A patient was given the wrong blood type during a transfusion - one of six serious incidents which highlight potential weaknesses in how the East and North Herts NHS Trust manages fundamental safety processes.

The Trust - which runs Lister Hospital in Stevenage, the QEII in Welwyn Garden City, Hertford County, and Mount Vernon Cancer Centre in Middlesex - recorded six ‘never events’ in 2017/18, compared to just one the previous year.

‘Never events’ have the potential to cause serious harm, or even death, and are avoidable.

One Trust patient had the wrong finger operated on, while another was fed fluids via a feeding tube that was placed in the lung rather than the stomach.

A suture needle - used to stitch an open wound closed - was left inside a patient after she had given birth at Lister Hospital’s maternity unit.

A gallstone retrieval bag was left inside a patient following surgery, and another patient had a guidewire - used to help insert a central line to allow fluids and medication to be given - left in place by mistake.

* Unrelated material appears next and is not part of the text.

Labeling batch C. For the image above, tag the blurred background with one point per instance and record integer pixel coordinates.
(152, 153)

‘Never events’ are different from other serious incidents as the overriding principle of having the ‘never events’ list is that even a single ‘never event’ acts as a red flag that an organisation’s systems for implementing existing safety advice or alerts might not be robust.

The foreword to the Never Events Policy and Framework states: “Never events are key indicators that there have been failures to put in place the required systemic barriers to error and their occurrence can tell commissioners something fundamental about the quality, care and safety processes in an organisation.”

A Trust spokesman said: “Never events are incidents that across the NHS are considered as being avoidable should available preventative measures be implemented.

“Last year, the Trust recorded six never events – which is six too many, but should be seen in the context of over 720,000 patient contacts across our hospitals over the same period. That means the vast majority of our patients received high quality, safe and effective care but, where incidents were reported, they were investigated thoroughly and actions taken to put the right preventative measures in place – including ensuring our staff were aware of what happened and what needed to change.”